原因
ビタミンK欠乏症は、体内のビタミンKが不足することで発症します。
ビタミンKとは
ビタミンKは脂溶性ビタミンに分類されており、ほうれん草など緑色の野菜に多く含まれています。食物から摂取する以外にも、腸内細菌のはたらきで産生されるものもあります。
ビタミンKの吸収には、膵臓と肝臓のはたらきが重要です。
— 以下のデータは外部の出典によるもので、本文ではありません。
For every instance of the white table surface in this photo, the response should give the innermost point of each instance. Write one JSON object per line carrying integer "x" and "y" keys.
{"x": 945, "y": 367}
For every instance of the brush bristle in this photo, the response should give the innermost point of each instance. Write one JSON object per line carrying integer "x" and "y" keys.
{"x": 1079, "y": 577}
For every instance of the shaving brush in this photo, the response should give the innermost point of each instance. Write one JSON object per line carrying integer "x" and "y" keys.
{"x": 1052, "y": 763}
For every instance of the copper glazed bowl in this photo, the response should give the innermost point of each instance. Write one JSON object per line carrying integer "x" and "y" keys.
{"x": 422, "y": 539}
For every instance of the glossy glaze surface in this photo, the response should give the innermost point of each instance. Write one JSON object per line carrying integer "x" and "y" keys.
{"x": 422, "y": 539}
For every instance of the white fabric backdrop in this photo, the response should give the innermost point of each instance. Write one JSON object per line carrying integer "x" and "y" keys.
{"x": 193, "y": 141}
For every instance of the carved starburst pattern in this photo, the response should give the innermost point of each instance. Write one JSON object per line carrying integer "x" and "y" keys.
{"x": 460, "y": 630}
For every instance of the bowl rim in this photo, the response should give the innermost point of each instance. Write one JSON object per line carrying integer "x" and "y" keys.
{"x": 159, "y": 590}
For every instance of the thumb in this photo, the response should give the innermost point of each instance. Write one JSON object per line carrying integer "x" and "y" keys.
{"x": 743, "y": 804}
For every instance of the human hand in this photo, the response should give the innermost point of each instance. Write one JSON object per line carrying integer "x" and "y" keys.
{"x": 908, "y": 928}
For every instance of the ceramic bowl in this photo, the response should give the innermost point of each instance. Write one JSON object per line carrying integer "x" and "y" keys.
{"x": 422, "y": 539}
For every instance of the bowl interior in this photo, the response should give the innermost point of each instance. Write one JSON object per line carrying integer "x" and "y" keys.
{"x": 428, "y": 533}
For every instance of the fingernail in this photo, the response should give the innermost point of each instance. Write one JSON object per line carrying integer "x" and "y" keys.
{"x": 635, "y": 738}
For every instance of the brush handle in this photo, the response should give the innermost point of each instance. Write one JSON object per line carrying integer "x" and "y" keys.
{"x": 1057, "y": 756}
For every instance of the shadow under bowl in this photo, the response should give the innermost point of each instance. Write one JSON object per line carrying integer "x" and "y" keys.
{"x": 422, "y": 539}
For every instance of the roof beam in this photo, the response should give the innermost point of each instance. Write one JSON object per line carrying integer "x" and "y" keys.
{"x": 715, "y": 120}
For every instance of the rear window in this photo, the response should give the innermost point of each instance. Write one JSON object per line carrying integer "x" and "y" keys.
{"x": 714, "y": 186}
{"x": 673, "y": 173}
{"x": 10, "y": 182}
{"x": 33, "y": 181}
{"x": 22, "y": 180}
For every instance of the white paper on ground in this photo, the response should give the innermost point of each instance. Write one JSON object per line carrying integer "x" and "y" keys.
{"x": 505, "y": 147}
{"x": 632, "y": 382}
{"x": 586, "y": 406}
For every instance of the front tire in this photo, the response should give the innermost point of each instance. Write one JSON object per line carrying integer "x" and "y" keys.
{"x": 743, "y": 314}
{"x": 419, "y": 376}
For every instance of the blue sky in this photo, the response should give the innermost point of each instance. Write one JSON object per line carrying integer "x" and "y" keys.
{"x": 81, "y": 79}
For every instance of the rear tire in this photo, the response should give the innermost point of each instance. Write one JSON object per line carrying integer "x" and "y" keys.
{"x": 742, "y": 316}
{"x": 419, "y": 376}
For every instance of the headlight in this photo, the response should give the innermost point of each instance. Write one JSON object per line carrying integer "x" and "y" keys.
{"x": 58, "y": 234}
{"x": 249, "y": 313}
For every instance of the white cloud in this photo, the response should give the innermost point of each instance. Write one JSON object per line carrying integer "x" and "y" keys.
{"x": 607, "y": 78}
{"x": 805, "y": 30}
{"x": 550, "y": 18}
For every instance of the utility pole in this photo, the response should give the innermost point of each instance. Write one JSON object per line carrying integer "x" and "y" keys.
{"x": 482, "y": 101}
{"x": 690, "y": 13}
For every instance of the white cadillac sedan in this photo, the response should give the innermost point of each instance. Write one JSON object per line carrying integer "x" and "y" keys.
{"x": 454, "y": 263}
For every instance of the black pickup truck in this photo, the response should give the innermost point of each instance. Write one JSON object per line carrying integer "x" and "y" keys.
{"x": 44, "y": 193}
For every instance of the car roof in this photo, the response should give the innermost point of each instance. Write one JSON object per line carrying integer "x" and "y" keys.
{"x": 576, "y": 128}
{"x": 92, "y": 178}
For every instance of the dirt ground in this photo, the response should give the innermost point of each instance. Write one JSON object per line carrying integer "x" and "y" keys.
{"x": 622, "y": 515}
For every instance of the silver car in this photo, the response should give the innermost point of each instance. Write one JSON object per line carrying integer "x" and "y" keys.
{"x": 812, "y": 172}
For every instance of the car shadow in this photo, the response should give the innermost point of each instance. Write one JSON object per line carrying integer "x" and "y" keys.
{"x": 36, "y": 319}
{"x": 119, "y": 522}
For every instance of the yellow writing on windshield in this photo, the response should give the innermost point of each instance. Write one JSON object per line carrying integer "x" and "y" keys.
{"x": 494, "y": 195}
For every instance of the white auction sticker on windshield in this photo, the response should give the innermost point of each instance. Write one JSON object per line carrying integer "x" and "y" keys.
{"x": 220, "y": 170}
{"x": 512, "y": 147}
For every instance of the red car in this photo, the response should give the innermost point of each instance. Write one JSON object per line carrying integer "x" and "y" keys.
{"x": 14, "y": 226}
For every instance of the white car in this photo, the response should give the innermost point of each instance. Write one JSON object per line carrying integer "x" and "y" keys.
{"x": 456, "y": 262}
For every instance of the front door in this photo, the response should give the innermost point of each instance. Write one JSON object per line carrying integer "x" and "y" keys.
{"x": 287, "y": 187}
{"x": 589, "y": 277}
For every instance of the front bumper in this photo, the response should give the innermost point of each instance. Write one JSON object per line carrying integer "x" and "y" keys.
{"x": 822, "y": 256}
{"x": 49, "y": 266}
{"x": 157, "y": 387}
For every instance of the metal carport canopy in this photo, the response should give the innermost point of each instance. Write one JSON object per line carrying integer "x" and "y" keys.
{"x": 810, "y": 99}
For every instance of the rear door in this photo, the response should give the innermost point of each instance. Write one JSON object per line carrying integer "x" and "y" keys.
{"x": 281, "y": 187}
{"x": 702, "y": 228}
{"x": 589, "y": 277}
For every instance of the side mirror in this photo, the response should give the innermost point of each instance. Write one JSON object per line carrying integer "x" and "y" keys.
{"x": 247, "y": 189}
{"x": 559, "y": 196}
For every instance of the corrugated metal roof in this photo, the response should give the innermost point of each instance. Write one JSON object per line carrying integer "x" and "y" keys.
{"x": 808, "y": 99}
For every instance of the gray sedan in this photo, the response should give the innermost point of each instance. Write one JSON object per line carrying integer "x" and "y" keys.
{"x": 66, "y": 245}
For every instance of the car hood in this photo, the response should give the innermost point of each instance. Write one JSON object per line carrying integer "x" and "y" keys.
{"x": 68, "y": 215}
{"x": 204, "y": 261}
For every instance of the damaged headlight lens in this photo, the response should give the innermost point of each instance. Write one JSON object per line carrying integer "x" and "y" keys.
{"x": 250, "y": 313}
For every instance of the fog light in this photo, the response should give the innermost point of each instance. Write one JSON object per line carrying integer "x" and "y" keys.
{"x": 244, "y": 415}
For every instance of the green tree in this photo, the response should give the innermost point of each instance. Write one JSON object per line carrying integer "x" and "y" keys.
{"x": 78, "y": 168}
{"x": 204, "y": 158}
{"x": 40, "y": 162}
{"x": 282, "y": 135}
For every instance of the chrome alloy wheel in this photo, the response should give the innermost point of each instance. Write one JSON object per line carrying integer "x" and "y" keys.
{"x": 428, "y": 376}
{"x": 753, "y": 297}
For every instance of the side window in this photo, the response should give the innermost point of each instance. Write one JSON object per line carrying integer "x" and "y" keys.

食物経由のビタミンKはタンパク質と結合しており、膵臓から分泌される酵素により切り離される必要があります。その後、肝臓から分泌された胆汁と呼ばれる物質とビタミンKが混合され、小腸から体内に吸収されることになります。
体内に取り込まれたビタミンKは、凝固因子の産生に深く関係しています。凝固因子は、血液が固まる際に必要不可欠な物質なため、凝固因子が不足すると外傷等の原因がなくても出血をきたす可能性あります。
その他、ビタミンKは骨の成長過程にも重要であると考えられています。
ビタミンKが欠乏する原因
ビタミンK欠乏症の原因はいくつか知られています。
特に新生児期や乳児期においては、そもそも備蓄が少ないこと、母乳を介した摂取量が少ないこと、消化管内の細菌叢が未熟なためにビタミンKの産生が少ないこと、消化機能の発達が未熟であり吸収量が少なくなりやすいこと、などが原因で欠乏症になると考えられます。
また、ビタミンKの吸収には小腸や肝臓、膵臓が正常な機能を保っていることが重要です。したがって、小腸の病気(セリアック病、クローン病、短腸症候群など)、肝臓の病気(原発性胆汁性肝硬変、肝不全など)、嚢胞性線維症などが原因となることもあります。
さらに、ビタミンKは腸内細菌叢でも産生されますが、抗菌薬の長期投与があると腸内細菌叢が撹乱されることになり、結果としてビタミンK欠乏症を引き起こすことになります。